Atypical antipsychotic drugs, such as olanzapine, have been reported to activate the locus coeruleus (LC) and lead to acute expression of the Fos-like immediate early gene (IEG) protein in the LC and medial prefrontal cortex (mPFC). Stimuli that activate the LC have been reported to increase expression of tyrosine hydroxylase (TH), the rate-limiting enzyme in catecholamine synthesis. However, the effects of chronic treatment with olanzapine on IEG expression and the dose-dependence of the effects of olanzapine on IEG and TH expression are not known. Thus, we examined Fos-like, c-Jun, activating transcription factor 2 (ATF-2), early growth response 1 (Egr-1), early growth response 2 (Egr-2), and TH immunoreactivity expression in the LC and mPFC in rats receiving 2, 4, 8, or 15 mg/kg/day olanzapine by s.c. osmotic minipump for 4 h, 1 week, 2 weeks, or 4 weeks.
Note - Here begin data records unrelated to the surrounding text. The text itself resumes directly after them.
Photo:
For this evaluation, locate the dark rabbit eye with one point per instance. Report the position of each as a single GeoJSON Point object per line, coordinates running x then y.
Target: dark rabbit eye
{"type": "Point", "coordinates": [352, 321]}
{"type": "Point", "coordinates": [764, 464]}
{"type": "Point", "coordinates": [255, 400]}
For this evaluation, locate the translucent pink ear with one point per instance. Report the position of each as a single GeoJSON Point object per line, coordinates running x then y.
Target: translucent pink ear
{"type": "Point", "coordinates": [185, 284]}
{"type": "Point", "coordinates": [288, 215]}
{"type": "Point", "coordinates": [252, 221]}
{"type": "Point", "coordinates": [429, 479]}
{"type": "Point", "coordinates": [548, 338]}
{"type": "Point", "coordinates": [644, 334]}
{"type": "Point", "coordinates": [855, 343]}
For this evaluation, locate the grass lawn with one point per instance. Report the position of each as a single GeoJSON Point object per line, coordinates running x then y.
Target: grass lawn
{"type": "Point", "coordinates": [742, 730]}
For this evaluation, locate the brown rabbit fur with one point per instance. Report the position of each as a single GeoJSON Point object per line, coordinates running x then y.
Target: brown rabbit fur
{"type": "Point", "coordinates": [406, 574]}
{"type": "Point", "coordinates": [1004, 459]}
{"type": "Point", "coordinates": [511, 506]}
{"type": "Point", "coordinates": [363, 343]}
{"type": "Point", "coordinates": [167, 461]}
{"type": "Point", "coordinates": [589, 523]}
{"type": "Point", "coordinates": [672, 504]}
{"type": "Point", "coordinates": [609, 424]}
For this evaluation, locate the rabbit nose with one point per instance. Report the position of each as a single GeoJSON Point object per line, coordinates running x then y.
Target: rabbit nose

ATF-2 expression was up-regulated at all treatment durations, while Egr-1 and Egr-2 were down-regulated in both the LC and mPFC. Fos-like expression was up-regulated through 2 weeks, but not 4 weeks, in both the LC and mPFC. C-Jun expression was up-regulated for 4 weeks in the LC and for 2 weeks, but not 4 weeks, in the mPFC. At all doses, there were rapid and sustained increases in TH immunoreactivity in the LC, but only delayed increases in the mPFC. These data indicate that olanzapine has rapid effects on IEG in the LC and mPFC, many of which are sustained through four weeks of treatment. Further, these data indicate that the delayed increase in TH expression in the mPFC parallels, and may play an important role in, the increased efficacy of olanzapine that emerges over time in humans.